We can see that most of the model is explained from the presence of the alcohol group - as expected.

Text

We can prepare a natural language summary of these results using exmol:

exmol.lime_explain(space, descriptor_type="ECFP")
e = exmol.text_explain(space)
for ei in e:
    print(ei[0], end="")

Is there primary alcohol? Yes and this is positively correlated with property. This is very important for the property

To prepare the natural language summary, we need to convert to a prompt that a model like GPT-3 can parse. Insert the output below into a language model to get a summary.

Or you can pass it directly, by installing the langchain package and setting-up an openai key

print(exmol.text_explain_generate(e, property_name="active"))

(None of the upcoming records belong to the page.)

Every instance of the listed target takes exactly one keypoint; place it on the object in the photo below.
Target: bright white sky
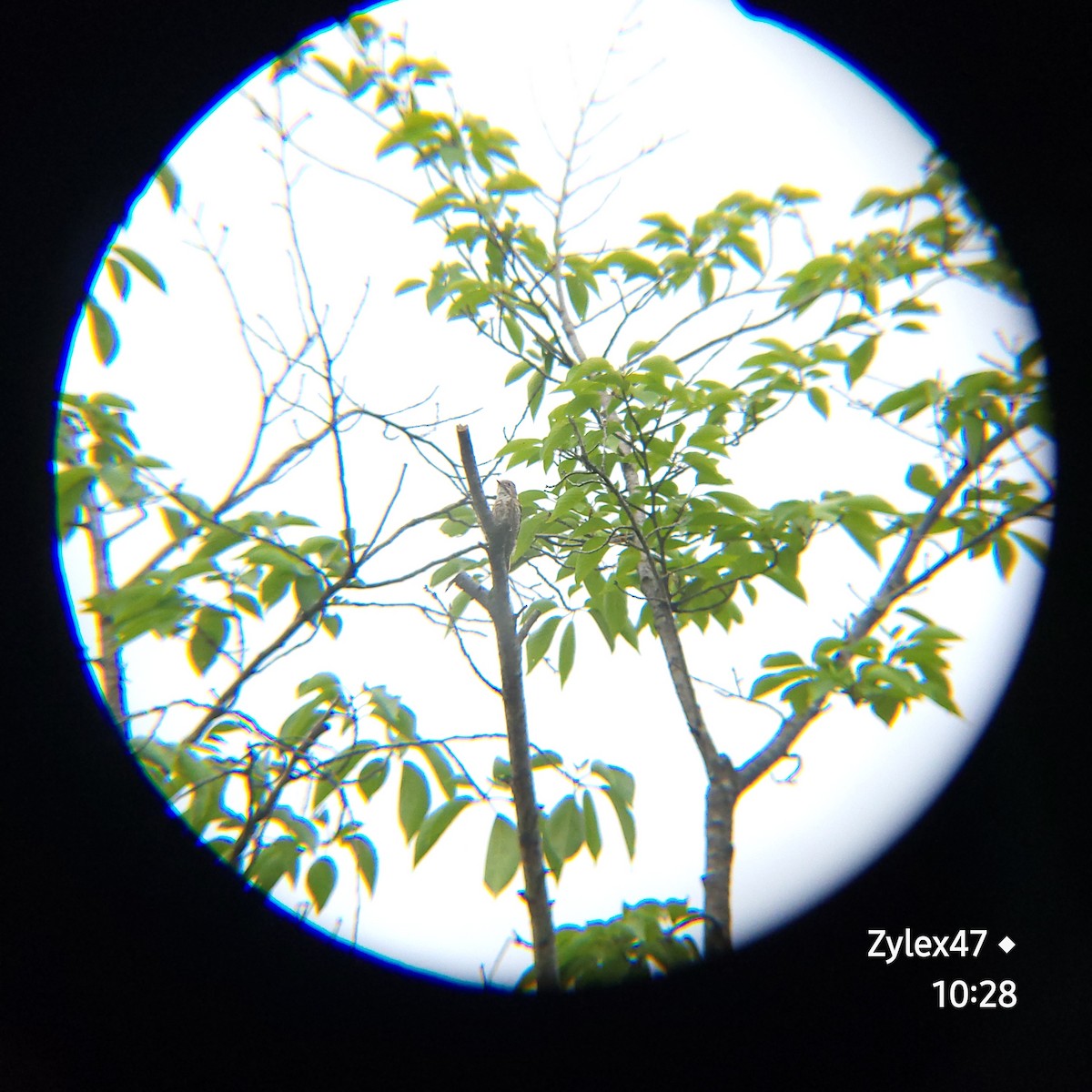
(748, 106)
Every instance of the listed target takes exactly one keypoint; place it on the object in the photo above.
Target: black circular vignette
(136, 956)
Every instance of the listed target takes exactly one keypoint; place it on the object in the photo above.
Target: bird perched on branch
(506, 516)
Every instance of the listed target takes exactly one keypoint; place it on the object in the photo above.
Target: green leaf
(857, 361)
(767, 682)
(142, 266)
(413, 800)
(436, 824)
(170, 186)
(567, 652)
(620, 780)
(104, 333)
(301, 721)
(321, 878)
(279, 858)
(782, 660)
(210, 632)
(593, 836)
(625, 820)
(333, 774)
(922, 479)
(566, 827)
(502, 855)
(819, 401)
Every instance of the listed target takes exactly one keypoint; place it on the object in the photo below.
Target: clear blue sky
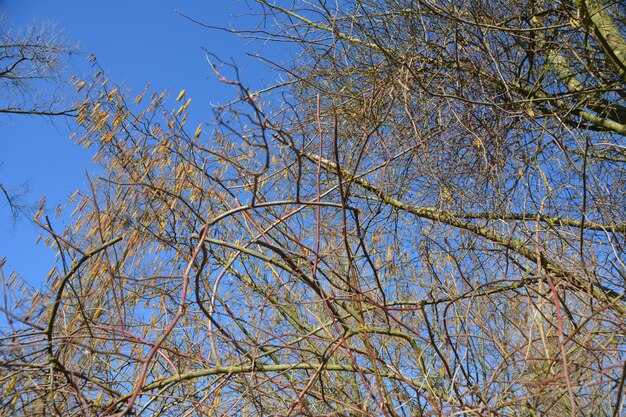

The presence of a primary alcohol group in the molecule is crucial for its "active" property. This functional group is positively correlated with the activity, suggesting that it plays a significant role in the molecule's interaction with its target or environment. The hydroxyl group in the primary alcohol can participate in hydrogen bonding, enhancing the molecule's solubility and reactivity, which are often essential for biological activity. If the primary alcohol were absent, the molecule might lack the necessary polarity and hydrogen bonding capability, potentially reducing its effectiveness or altering its mechanism of action. Therefore, the primary alcohol is a key structural feature that underpins the molecule's active property.